A forensic accountant can help a buyer evaluate a target’s fraud risk and look for signs of earnings manipulation and other accounting irregularities. Here are some examples of areas to examine before closing a deal.
Uncovering Accounting Fraud
It’s important to look for red flags that indicate that the target’s financial statements may not provide a true picture of its value. For example, revenue might be overstated if it has increased over time without a corresponding increase in cash flow or receivables. Another red flag of revenue overstatement is unusually strong revenue growth in comparison to the company’s competitors.
Earnings growth coupled with recurring negative cash flows may be a sign that expenses have been understated or that assets have been overvalued. Also be on the lookout for excessive restrictions on auditors’ access to information or personnel, high employee turnover, excessive pressure on management to perform, and an unusually high number of off-balance-sheet or related-party transactions.
Evaluating Fraud Exposure
During M&A due diligence, the buyer should examine a target’s fraud policies and practices to evaluate its exposure to fraud risk.

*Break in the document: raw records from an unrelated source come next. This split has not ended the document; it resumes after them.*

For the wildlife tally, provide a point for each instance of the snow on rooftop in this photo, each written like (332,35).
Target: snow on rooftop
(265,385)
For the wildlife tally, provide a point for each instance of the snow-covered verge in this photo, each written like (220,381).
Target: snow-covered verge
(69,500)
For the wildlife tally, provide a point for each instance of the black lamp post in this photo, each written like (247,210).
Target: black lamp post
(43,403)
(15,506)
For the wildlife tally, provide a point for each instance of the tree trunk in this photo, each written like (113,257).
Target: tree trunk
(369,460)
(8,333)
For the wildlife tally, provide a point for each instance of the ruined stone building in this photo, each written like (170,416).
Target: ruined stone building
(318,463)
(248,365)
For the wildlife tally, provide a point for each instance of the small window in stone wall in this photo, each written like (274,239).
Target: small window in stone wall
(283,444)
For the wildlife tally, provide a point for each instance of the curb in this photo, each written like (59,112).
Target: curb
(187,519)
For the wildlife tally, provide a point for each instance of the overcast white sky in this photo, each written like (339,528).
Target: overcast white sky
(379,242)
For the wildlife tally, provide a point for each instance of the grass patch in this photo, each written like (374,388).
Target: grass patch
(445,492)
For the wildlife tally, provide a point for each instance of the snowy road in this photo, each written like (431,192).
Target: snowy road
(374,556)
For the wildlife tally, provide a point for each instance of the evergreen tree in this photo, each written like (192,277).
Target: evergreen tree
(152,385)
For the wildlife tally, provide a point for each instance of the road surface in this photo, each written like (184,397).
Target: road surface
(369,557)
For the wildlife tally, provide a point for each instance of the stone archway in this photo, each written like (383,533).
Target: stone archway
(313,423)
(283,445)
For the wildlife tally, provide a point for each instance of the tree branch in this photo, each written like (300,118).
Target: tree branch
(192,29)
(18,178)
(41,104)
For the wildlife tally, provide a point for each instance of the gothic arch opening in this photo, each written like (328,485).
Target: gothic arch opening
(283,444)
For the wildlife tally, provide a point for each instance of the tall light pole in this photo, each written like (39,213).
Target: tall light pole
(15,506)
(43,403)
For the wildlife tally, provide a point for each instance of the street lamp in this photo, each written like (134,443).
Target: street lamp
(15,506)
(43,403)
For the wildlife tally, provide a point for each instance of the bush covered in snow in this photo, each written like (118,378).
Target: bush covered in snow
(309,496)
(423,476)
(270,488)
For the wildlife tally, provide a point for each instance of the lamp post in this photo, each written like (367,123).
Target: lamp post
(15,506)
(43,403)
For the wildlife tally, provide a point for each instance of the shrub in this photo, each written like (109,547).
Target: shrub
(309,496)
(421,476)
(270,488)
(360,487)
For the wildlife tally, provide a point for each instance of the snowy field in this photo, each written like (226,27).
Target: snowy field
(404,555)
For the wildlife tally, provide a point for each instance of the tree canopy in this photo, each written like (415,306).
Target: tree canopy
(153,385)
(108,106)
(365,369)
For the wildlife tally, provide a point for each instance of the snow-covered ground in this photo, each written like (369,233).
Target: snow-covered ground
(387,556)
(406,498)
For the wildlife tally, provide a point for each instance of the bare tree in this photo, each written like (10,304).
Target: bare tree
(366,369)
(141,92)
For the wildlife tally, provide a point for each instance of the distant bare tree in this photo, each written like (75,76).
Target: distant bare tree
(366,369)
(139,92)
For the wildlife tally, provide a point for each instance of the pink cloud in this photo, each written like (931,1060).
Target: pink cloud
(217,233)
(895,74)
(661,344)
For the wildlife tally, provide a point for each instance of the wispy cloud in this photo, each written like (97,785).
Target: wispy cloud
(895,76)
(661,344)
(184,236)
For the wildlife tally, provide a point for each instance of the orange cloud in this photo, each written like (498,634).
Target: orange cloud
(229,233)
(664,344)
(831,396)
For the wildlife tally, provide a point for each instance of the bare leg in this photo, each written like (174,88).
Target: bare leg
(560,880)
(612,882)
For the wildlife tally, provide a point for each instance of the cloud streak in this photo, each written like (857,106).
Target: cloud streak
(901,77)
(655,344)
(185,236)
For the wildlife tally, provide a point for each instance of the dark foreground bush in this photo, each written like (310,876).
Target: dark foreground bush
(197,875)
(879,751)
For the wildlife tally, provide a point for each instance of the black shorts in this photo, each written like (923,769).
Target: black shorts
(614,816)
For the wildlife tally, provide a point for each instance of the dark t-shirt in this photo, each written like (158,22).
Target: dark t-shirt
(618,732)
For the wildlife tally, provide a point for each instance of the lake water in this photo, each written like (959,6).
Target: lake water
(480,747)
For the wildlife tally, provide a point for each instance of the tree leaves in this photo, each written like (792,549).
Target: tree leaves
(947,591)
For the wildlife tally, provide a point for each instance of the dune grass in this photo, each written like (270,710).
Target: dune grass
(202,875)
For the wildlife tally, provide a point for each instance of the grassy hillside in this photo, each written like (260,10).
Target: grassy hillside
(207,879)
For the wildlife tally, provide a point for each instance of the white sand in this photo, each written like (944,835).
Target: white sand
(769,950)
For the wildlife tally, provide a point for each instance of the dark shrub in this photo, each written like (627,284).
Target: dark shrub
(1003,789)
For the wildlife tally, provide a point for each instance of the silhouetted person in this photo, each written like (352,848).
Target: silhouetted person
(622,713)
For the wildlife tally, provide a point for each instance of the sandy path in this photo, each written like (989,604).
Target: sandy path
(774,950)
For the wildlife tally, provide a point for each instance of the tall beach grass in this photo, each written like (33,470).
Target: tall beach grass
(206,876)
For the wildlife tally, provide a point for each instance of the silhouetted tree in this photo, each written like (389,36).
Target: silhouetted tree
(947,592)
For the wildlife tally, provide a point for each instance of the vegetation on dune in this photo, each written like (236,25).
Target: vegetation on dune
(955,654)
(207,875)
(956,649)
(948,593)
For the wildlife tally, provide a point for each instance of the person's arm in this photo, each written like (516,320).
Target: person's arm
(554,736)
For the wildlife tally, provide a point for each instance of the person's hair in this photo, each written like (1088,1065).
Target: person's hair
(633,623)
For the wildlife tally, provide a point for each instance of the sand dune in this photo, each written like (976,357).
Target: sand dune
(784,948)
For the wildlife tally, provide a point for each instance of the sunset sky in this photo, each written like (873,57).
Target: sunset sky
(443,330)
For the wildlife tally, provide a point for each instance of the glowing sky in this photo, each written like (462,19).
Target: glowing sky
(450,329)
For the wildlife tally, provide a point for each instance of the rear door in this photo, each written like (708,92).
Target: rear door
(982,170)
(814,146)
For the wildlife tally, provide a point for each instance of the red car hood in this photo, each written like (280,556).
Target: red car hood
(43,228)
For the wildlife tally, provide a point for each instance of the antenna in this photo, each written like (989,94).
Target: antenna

Questions to ask include:
- Does the target’s corporate culture reflect a commitment to fraud prevention?
- Has the target adopted anti-fraud measures, such as a code of ethics and a whistleblower hotline?
- Has the target implemented strong internal controls that are regularly reviewed and tested for compliance?
- Does the target conduct background checks of new hires?
- How has the target addressed previous allegations of fraud?
- Are the target’s accountants, attorneys and other advisors reputable, and what’s the screening process for outside advisors?
- Has the target properly vetted its vendors and third-party service providers, including their anti-fraud policies and internal controls?
If the target’s practices in any of these areas fall short, the buyer should consider conducting additional due diligence. For example, if the target doesn’t conduct employee background checks, the buyer should perform background checks on the target’s executives and other key personnel, including the owners.
Assessing Cyber Risk
Cyberfraud is an area of growing concern. Data breaches can cause safety issues, negative publicity, lost productivity, and compromised personal and corporate data. The average cost of a data breach has risen to a record high of $4.35 million, according to a 2022 study published by independent research group Ponemon Institute. That’s an increase of 2.6% from the 2021 study and 12.7% from the 2020 study.
There are several ways to manage cyber risk. For example, ask whether the target has conducted a risk assessment, adopted a proven cybersecurity framework and trained employees on best practices. Also consider whether software and devices have been updated with the latest security patches, as well as whether there are effective backup and recovery systems in case an attack occurs.
Let the Buyer Beware
Comprehensive due diligence is an indispensable part of the M&A process, but it’s particularly critical with respect to fraud and cybersecurity. Few risks have greater potential to negatively impact the value of a deal.